Help! I’ve been hacked!

By | Published On: 27 May 2021 | 3.7 min read |

Can you believe that it’s June already?

The past 18 months have seen a huge transformation as businesses adapted to a remote workforce and the digital economy exploded. Cyber criminals and hackers have also been busy and increased their activity to capitalize on new security holes.

If you watch movies or crime series which show hackers in action, it’s usually really sophisticated computer geeks who have built really complex codes and sequences but in reality, it is often unsophisticated methods that continue to be extremely successful.

These include phishing emails to harvest your personal details and passwords and gain easy access to your business-critical environments. Hackers are also using ransomware to hold your data hostage, demanding a ransom payment in exchange for a decryption key that unlocks your stolen data.

When dealing with a cyberattack, there are practical steps you want to follow:

  1. Contain and isolate critical systems
  2. Report the hack to your customers and business stakeholders
  3. Activate your disaster recovery and business continuity plans
  4. Analyse the attack, and remediate

This first step is the most critical: quickly contain and isolate critical systems. There is a chance that if you discover ransomware or other evidence of the hack on your network, it may not have made it to all business-critical data and systems.

Remove known infected clients from the network as soon as possible. Disconnect the machine from the WiFi.  This action prevents any change the infection or malicious code will spread from the isolated clients.

Using a systematic approach of isolation, and containment, while cleaning up the infection, is one of the best ways to regain control of the network and eliminate lingering malicious code.

After system integrity has returned to normal and the imminent security threat has been removed, businesses will want to analyse the attack and remediate any vulnerabilities. This root cause analysis will help to determine any weaknesses in your cybersecurity.

Improving password security is most often a very necessary step. Change all your passwords and use hard to decipher, complex passwords. Use a password manager of you can’t remember the new passwords.

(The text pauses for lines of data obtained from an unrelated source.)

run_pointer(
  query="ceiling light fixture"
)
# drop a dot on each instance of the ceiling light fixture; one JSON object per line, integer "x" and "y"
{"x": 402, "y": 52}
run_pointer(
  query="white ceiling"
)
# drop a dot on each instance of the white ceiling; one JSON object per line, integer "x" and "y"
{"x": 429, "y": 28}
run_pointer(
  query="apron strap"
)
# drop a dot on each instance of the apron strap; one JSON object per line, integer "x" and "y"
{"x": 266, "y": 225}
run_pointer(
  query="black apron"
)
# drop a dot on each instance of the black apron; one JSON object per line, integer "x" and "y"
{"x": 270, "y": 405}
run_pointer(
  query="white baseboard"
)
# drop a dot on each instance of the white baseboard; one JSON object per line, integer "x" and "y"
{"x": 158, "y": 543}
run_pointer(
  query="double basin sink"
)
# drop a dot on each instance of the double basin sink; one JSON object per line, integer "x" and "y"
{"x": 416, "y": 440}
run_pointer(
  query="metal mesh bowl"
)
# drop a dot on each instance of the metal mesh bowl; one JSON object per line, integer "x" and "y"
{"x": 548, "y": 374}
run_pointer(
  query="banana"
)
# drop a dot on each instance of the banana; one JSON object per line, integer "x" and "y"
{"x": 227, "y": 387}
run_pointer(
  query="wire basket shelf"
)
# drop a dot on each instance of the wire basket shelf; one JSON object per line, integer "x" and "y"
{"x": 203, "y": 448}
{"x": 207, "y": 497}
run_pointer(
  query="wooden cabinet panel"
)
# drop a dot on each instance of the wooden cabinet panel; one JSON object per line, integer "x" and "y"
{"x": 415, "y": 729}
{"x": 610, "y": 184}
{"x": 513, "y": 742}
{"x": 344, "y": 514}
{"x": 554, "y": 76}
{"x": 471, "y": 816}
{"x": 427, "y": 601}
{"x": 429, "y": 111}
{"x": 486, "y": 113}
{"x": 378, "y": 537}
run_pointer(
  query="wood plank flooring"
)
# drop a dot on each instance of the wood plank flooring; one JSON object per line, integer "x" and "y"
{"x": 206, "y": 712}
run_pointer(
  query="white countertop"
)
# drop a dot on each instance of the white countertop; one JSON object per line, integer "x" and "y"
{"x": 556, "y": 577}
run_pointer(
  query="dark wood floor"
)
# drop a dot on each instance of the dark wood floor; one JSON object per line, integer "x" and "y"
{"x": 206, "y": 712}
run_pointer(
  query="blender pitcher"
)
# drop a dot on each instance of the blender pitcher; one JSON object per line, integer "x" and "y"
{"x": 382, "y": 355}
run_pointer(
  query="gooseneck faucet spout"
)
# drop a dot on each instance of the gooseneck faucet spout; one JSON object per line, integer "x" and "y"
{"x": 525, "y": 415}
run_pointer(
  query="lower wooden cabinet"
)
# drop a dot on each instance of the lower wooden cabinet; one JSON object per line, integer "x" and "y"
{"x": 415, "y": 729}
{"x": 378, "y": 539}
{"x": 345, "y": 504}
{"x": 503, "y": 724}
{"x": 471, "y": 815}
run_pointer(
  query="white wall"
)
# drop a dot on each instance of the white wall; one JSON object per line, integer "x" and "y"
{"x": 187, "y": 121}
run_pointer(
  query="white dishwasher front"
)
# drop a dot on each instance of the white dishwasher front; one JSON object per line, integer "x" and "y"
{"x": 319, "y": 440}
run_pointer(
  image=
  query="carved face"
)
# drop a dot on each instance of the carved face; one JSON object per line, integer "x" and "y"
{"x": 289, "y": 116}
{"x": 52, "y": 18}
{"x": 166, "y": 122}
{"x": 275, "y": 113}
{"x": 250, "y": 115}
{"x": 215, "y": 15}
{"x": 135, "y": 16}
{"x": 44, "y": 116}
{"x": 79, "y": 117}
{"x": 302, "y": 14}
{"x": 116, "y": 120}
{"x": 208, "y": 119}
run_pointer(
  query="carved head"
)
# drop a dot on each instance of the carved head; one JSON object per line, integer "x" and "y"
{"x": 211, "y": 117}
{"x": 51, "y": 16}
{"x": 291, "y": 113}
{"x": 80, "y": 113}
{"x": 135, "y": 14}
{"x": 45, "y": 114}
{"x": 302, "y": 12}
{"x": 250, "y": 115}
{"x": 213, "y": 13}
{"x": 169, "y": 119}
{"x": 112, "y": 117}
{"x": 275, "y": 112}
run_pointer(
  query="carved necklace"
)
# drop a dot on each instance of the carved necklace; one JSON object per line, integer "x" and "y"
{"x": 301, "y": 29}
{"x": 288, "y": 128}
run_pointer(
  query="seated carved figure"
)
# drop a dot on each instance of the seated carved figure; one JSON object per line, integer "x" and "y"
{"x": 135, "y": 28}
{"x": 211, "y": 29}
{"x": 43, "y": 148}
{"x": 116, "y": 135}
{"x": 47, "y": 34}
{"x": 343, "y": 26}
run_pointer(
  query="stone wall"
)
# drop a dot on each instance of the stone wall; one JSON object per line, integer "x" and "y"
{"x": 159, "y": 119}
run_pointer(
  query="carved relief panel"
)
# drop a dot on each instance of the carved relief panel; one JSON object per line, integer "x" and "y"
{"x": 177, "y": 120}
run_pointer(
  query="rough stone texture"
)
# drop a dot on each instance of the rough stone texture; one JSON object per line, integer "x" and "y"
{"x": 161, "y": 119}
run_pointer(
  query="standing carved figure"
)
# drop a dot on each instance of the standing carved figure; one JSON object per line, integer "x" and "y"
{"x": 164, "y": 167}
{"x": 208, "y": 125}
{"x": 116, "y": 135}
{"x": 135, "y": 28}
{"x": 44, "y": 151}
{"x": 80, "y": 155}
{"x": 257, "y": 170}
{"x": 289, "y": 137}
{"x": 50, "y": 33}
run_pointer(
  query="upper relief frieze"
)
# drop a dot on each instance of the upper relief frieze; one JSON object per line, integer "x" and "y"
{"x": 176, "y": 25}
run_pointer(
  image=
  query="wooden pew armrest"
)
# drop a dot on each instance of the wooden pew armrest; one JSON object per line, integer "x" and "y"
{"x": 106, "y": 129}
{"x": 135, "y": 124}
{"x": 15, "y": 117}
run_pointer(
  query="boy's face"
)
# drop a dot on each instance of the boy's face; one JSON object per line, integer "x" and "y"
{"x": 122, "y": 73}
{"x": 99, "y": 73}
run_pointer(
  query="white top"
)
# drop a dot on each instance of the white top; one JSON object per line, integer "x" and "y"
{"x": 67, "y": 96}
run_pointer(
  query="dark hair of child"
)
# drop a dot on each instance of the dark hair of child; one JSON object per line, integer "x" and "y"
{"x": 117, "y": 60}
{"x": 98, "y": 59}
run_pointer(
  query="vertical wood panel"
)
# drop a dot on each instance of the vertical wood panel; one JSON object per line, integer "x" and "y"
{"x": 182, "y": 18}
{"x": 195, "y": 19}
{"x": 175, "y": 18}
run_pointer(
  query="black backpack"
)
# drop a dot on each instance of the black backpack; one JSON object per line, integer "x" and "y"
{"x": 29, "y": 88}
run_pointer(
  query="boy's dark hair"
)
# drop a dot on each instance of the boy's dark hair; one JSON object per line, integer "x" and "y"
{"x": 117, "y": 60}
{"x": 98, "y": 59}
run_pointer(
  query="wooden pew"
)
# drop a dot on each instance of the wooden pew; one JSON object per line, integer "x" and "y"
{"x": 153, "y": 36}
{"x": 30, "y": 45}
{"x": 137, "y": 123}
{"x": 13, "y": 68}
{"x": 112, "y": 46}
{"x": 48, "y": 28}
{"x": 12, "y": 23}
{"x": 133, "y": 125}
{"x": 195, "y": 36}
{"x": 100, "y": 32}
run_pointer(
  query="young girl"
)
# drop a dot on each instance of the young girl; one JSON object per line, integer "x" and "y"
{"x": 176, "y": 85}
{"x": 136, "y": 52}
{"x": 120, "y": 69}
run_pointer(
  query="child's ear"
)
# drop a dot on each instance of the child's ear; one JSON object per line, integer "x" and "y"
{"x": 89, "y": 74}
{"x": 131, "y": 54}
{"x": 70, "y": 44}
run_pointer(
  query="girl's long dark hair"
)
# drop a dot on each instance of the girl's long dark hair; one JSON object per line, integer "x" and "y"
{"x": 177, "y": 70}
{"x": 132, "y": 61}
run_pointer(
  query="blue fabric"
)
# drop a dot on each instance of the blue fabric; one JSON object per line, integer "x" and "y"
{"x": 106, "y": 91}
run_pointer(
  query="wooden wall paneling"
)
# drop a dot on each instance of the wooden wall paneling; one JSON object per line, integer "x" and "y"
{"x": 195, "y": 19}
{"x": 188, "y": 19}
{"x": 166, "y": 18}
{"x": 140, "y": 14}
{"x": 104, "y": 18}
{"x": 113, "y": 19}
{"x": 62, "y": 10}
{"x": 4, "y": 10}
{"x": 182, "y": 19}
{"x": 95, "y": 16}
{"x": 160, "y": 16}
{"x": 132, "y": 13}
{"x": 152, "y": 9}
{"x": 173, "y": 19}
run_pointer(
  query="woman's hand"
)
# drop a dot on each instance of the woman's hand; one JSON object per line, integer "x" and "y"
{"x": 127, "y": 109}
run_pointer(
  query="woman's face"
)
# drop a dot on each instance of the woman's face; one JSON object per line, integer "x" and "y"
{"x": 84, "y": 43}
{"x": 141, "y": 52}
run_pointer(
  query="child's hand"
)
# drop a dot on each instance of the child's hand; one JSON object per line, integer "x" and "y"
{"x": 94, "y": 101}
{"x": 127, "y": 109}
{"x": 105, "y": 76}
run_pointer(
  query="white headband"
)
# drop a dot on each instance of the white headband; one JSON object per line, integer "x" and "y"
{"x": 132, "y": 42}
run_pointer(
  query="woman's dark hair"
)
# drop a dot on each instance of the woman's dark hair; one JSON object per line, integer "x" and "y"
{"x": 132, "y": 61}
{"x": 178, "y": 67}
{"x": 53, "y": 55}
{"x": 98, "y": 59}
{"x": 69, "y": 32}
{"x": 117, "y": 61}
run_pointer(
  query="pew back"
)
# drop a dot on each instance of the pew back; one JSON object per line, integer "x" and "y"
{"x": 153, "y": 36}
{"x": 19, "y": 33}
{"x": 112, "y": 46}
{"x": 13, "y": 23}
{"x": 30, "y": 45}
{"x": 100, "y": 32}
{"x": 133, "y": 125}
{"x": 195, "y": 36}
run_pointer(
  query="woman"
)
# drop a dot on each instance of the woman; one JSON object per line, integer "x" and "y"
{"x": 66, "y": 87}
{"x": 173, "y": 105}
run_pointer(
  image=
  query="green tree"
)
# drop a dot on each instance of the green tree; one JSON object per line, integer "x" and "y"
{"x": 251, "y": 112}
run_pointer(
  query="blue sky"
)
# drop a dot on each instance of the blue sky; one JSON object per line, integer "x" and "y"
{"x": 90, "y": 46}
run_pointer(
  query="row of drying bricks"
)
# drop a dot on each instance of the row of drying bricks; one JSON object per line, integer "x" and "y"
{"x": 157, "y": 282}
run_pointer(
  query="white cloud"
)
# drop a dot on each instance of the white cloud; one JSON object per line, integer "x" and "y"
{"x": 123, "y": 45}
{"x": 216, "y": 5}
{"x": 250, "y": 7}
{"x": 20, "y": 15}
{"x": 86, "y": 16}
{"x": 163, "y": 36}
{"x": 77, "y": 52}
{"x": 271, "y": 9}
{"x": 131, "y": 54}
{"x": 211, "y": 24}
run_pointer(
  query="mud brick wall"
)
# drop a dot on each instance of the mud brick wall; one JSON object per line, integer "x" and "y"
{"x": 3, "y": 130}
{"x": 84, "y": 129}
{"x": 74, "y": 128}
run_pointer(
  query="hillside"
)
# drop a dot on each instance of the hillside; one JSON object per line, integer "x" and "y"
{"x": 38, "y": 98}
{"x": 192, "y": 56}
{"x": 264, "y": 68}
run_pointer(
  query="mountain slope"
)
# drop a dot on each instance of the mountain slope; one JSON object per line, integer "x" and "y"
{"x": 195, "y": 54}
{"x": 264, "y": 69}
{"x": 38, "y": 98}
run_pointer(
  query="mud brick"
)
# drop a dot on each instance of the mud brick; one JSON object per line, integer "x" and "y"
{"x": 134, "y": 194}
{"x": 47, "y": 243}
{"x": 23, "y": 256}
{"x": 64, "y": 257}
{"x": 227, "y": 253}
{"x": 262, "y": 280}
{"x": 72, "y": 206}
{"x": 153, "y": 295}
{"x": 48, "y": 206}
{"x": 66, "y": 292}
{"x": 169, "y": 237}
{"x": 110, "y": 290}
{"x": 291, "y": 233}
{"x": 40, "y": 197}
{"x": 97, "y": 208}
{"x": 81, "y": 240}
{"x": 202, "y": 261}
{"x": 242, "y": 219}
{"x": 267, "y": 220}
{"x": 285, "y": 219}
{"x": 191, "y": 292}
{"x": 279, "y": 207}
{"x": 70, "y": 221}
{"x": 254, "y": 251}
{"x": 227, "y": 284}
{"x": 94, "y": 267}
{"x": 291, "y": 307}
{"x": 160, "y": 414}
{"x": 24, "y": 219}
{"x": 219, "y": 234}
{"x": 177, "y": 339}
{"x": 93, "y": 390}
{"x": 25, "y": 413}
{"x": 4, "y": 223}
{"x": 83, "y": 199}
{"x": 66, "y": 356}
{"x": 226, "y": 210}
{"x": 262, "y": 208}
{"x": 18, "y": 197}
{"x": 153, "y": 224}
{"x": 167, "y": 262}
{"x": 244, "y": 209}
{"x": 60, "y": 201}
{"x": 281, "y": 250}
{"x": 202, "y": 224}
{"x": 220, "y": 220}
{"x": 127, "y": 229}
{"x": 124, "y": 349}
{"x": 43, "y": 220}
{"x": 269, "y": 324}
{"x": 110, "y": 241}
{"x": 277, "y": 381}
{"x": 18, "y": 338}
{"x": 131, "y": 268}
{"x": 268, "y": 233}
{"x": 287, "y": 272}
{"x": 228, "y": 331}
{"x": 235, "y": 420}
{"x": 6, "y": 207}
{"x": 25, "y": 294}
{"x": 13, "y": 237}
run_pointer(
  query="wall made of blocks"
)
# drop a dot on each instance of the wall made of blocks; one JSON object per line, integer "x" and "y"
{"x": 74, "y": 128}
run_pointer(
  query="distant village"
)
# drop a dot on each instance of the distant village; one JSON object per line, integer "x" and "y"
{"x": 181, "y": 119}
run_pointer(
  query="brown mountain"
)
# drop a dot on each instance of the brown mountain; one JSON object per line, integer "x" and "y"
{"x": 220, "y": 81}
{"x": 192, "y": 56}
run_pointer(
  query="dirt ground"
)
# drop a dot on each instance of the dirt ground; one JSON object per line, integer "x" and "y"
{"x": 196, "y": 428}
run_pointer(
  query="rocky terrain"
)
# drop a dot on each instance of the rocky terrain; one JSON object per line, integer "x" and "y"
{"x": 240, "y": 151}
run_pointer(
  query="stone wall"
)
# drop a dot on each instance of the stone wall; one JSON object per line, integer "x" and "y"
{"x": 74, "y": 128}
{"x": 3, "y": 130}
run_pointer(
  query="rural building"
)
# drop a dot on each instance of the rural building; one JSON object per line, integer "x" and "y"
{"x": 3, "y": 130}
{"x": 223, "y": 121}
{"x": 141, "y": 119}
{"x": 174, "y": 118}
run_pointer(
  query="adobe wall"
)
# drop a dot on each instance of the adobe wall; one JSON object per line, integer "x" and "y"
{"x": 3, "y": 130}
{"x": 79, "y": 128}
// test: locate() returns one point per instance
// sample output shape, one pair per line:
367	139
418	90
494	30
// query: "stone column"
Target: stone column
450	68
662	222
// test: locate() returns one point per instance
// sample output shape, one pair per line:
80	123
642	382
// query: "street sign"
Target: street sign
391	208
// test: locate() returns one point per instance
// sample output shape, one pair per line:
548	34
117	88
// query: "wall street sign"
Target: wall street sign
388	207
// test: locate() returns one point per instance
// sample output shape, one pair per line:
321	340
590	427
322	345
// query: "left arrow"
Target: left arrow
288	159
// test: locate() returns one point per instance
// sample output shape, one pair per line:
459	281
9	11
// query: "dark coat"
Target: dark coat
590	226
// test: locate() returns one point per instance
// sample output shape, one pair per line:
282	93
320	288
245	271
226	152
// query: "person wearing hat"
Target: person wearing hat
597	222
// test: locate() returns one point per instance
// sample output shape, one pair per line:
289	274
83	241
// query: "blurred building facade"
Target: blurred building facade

Remember that while a password can be memorable to you, passwords should not be easy. A lot of people forget this, and don’t think about the fact that using an obvious password you came up with in five seconds is not going to protect your account.

Common passwords like qwerty or 123456 don’t even require a potential hacker to run cracking software or steal your password from a breach. If someone could try the top 50 passwords manually and break into your account, you have a weak password.

One of the most important aspects of a strong password is its length. Every additional character—whether it’s a letter, number, or symbol—expands the possibility space and makes your password exponentially harder to crack.

And don’t reuse passwords.

Compromised credentials are a significant root cause of modern data breaches. IBMs Cost of a Data Breach Report 2020 noted: “One in five companies (19%) that suffered a malicious data breach was infiltrated due to stolen or compromised credentials.”

All too often, end-users choose vulnerable passwords. Hackers often use previously breached passwords that are readily available on the web in password spraying attacks and other account-based attacks.

Figure out if you have any “zombie accounts. These are accounts you may have signed up for back in, say, 2004, and you haven’t logged into them for the past decade. (Think: AOL, AIM, and Hotmail.) If a cybercriminal gets into one of these accounts and you aren’t actively using it, they can gain access to whatever information is in there, all without your knowledge. Delete them now, and never look back.

Multi-factor authentication (MFA) should be turned on for as many sites and services as possible. This is one of the most effective ways to secure your accounts from hackers. The most common type of MFA is two-factor authentication where another piece of information, on top of your password, is required to login to a service. Most commonly this is an SMS message, authenticator app, or physical security key.

To continue staying safe, it’s important to break old habits that put you at risk and develop new practices, many of them simple steps. You can keep hackers out of your life by making it harder for them to find a way in and shoring up your defences when you hear that they’re hard at work.